Thursday 20 May 2010

Stretching

19.5.10



Stretching out past the tendrils and nerve endings, the adjunct buds and finger pads. How to elongate, testing out give way points and the snapping shut and rebound. The knot of our bodies triangulated and folded and tied. Can we follow the thread? Leaning back in counter weight to the rope-end of a sinewy arm? A chest heaving. A belly tightening and softening under the impulse. An impulse sent through at the extremity- tied and loosened. Pressure is the same- never in and of itself as a localized affair- presence –absence a padding pulsation- on-off that opens the escape route, feeds back through- a remote probing through a tilt and swivel so that a two-handed treatment is always a making of gages- the playing out of intervals- impact and absence that occupies and vacates portions of space so that there is a conjoint spasm of filling and emptying in counterpoint. A push-me-pull-you making of accounts across distance- in the time it takes to respond.

So many people lie down on the mat. They are coming from down the hallway out of the main crèche area where mothers and toddlers fill a play-space. They have stories- half told- about racist neighbours, car-accidents, sudden jolts to the system that whiplash like lightening a certain disposition, a certain strain that does not go away. It is incarcerated in their bodies. They work around this stream-line. Shirk the contactability of this fault line that wobbles and stutters and rearticulates the body- a broken body. There is pain- soreness and angled jilted heads. Breath is high up in the chest. The solar plexus is hard like a drum. Ankles are in a state of continual torsion. Toes are hardened piercing the floor. There are others whose backs are smouldering with snake lines that harden, only to be deposited with more dust. Abdomens beat in, retracting into a disappearing centre. Necks are full, pulsing under the responsibility of carrying the head in a constant state of alert. Others who have bodies like war heroes- militarily primed for battle- worked up and worked out in the prediction of every kind of contingency. They want to know the meaning of the contact I am giving. Why it is like that and what it will achieve. I can’t tell from that point of questioning. But as the treatment goes on, an area of evasion comes to light. The body perfected around an isolated point of fear- of irritability – stubbornly refusing to melt into the suppleness of the idealised body. There is an absentee counterweight diagonally distanced yet joined like a conjoined twin around the perfect body and meeting at the centre of that the twinge of pain – of irritability that is a form of consciousness that is a human concern.

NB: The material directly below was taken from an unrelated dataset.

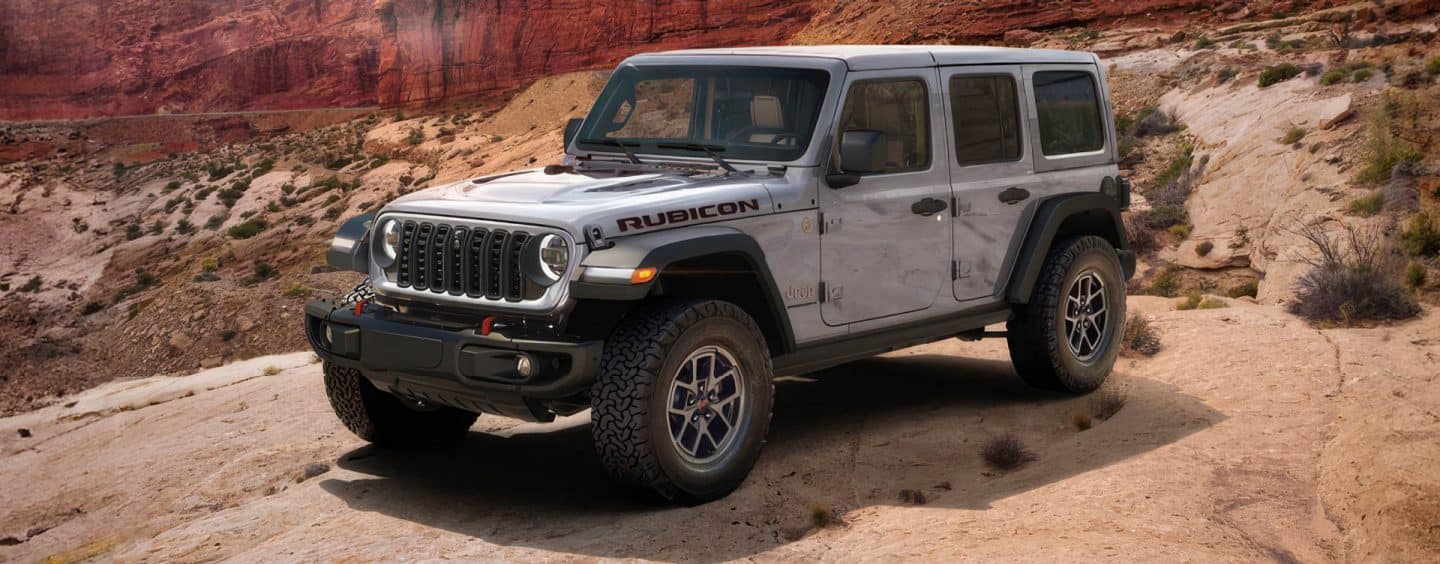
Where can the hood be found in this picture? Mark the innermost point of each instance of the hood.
(619, 205)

It is all that is left to hold onto.

How to work in the intervals of opposing qualities?-a gage of spaciousness where one extreme begins to affect, inform and so pose questions to the other. In that dialogue issues come to the surface played out though the body and the pulsation of quivering muscles caught between sustainment and collapse, of breathing patterns caught between a fullness and a lapse, that begin to redistribute one another.

There is a third element a missing link between those extremes. Something that cannot be named outside of that interaction that has its own time-scale. A needling double- edged concern and repulsion as an environmental factor, coalesced into the figure of a certain person- an irritant and strong motivator- a person not known to me but to them left unnamed in this written medley.

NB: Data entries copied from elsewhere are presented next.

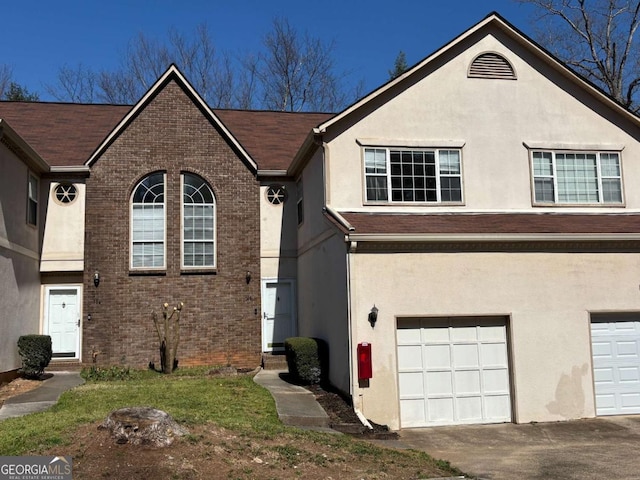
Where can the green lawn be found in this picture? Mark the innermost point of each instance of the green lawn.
(236, 404)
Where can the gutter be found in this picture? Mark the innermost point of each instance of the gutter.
(339, 218)
(272, 173)
(489, 237)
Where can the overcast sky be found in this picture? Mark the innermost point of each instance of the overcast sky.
(40, 36)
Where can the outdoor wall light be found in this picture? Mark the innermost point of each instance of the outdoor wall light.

Afterwards I sit in the park waiting for the rush-hour to drift away. On the way to the station my body is slowed down, quivering, vacant. My coordination is woven outside the texture of any immediate task. I am needy-hungry, but indecisive about what to eat. Restless but tired. Aware but streaming every action without being able to meet it wholly through my bodily response. The gage I suppose is wide – through the treatment process- so that I am waiting for affects that otherwise would be closed in perceptual or action based nuggets of information all sewed back up together. A man descends the stairway of the station carrying a see-through bag with rubbish. I see through to the items both as separate and as combined – how together they jostle and squeeze against one another punching out the sides of the bag. The bag in scrunched at the top by the hand of the man. He heaves one hip up slightly above the other as he descends the stairs so as to yank on the weight a little and clear it from the step.



He walks past me along the platform, then passes again still with the bag which is bulging ever more. He looks and half smiles but because my face does not respond immediately he grimaces, then let’s go that grimace before it completes and simply walks by. I cannot totally believe that it would have been better for me to have smiled back within the time frame allowed for that response. It is just the way that it is on that day.

I have a long journey home on the tube but at least I have missed the rush-hour having let pass several trains already.